Estate agents reportedly misleading sellers by overvaluing properties

Wednesday 10th April 2019 06:02 EDT

An investigation by The Times reveals that estate agent chains in the UK are currently overvaluing properties by up to a fifth in a practice that is allegedly misleading sellers into paying higher rates of commission. Over 200,000 properties listed online were analysed and it was found that overvaluations are rife and the worst offenders are the biggest agents. Data collected by The Times suggests that agents with the highest commissions are over-valuing properties the most to attract homeowners.

The properties then sell at lower prices, but the agents take big fees. Nearly two-thirds of homes listed by Foxtons, the biggest agent in London, have to be reduced from their initial price before they can be sold, almost double the national average. Foxtons charges a commission of 3 per cent, which is more than twice the average. When properties marketed by Foxtons had their asking prices cut, the average reduction was 10 per cent, or £56,000.

The Times showed Land Registry data on a sample of these homes shows that the sale price was lower still, falling 16 per cent of £85,000 from the original asking price. Research shows that the ten agents that overvalue the most, including Hamptons International and Chancellors, charge twice as much on average as the ten agents who overvalue the least.
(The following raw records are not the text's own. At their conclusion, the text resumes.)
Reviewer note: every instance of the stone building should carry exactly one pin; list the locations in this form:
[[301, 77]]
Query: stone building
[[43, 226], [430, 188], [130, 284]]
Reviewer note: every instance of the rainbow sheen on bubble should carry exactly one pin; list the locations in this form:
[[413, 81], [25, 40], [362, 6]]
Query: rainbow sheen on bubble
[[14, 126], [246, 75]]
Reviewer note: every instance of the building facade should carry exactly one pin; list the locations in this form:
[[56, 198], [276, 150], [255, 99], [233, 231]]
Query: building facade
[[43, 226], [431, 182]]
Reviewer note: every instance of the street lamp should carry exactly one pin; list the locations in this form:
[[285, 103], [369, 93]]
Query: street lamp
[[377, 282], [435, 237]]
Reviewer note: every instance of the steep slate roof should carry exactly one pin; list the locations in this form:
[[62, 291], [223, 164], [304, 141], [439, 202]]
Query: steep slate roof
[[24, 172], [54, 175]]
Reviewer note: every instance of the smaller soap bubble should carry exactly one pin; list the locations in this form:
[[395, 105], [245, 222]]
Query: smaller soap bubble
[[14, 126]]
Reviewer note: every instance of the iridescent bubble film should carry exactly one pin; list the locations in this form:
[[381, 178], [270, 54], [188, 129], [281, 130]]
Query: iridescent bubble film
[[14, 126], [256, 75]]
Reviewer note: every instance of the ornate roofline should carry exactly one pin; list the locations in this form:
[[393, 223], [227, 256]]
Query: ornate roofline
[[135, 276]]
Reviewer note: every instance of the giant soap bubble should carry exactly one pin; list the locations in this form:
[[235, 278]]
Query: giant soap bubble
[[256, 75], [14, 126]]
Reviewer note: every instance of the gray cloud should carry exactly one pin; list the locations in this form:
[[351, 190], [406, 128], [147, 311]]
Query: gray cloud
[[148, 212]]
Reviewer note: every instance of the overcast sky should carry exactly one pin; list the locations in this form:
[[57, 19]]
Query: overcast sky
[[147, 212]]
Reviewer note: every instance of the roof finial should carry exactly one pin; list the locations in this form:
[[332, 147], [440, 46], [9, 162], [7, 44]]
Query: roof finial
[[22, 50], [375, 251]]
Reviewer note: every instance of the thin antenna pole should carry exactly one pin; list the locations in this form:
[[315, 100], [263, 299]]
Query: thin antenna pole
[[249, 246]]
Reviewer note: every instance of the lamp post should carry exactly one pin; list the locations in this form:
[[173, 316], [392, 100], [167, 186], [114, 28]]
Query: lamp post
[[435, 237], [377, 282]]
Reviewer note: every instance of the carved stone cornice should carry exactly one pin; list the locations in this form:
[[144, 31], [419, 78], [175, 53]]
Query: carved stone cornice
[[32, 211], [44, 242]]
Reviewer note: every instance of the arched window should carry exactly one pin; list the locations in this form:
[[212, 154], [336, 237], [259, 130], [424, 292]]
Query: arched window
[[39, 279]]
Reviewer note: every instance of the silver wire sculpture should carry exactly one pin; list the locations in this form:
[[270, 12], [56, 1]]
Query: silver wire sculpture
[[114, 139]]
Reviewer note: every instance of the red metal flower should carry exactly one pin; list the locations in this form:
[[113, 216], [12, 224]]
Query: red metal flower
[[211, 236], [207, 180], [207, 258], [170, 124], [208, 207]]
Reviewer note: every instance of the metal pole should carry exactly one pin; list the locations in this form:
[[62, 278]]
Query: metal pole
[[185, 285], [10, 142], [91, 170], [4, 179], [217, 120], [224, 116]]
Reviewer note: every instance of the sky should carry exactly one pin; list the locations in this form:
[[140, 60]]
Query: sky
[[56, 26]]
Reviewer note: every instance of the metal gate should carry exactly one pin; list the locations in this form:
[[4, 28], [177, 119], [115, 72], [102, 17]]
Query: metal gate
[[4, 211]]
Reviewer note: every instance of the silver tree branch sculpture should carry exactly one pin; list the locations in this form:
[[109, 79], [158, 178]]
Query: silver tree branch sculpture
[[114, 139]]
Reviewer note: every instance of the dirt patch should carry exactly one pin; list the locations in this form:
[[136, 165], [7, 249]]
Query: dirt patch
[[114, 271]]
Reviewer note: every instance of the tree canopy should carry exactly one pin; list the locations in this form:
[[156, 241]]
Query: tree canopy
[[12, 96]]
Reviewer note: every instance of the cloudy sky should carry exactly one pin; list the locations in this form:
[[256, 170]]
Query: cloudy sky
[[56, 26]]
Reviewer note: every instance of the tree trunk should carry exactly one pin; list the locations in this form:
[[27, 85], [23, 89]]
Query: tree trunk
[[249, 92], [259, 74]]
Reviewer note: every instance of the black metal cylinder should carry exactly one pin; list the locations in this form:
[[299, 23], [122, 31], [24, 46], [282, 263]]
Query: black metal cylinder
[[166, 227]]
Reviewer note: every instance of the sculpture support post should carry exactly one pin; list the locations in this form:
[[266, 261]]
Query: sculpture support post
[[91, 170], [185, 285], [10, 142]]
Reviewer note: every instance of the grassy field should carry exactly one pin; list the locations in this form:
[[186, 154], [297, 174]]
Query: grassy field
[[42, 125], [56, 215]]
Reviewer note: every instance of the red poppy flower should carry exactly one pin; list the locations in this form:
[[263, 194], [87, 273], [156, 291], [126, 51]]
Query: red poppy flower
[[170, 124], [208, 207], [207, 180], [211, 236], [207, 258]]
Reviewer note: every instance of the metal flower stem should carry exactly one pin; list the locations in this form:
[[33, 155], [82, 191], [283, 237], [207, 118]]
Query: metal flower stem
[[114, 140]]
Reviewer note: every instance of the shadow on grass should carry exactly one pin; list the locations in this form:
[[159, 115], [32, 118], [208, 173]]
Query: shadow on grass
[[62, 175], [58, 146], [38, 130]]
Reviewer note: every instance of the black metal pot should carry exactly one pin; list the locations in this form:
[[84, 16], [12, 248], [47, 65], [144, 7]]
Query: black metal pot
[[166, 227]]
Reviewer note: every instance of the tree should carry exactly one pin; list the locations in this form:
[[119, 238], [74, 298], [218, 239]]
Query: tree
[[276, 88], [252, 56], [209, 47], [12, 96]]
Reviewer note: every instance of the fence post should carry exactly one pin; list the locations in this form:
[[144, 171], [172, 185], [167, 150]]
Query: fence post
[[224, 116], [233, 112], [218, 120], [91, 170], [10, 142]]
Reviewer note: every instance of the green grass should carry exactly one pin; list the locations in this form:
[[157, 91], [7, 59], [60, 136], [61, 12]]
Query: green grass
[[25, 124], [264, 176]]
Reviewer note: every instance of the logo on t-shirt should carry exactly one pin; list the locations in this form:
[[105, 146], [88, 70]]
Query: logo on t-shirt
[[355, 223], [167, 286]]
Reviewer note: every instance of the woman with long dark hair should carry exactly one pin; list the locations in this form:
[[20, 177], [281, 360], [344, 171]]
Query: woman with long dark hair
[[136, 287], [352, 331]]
The analysis said sellers using the ten worst offenders will pay the equivalent of £5,500 on a £300,000 home compared with only £2,200 with the best agents.

Some agents, however, charge upfront fees rather than commission, so sellers would have to pay irrespective of whether their property actually sold. The National Association of Estate Agents said that not all price reductions were due to overvaluing, although it admitted that some "unscrupulous agents" would try to win business by quoting a higher asking price.

The 200,000 properties represent a snapshot of those on Zoopla that had been sold subject to contract in December. The vast majority were first listed last year, but some date back earlier. The data shows that 32 per cent of properties were reduced and of these, the average adjustment in asking price was 6.9 per cent or £23,400. Actual sale prices are likely to be lower still.

Foxtons said, "We always price properties competitively in partnership with homeowners, helping them to get results that unlock what their property is truly worth. Data from surveyors and the independent consultancy TwentyCi shows that on average Foxtons is able to achieve a 6.3 per cent price premium after fees compared to our closest 20 competitors when the average house sale price is analysed. Foxtons is the best place to sell... despite a challenging London market where buyers are increasingly undercutting asking prices."

Meanwhile Chancellors said, “We strive to get the very best price for every client and achieve record prices for the local area. We work closely with our clients on their marketing strategy and we are proud to say that we have achieved an average of 98 per cent of our clients’ asking prices so far this year and operate on a success-fee basis to achieve this.”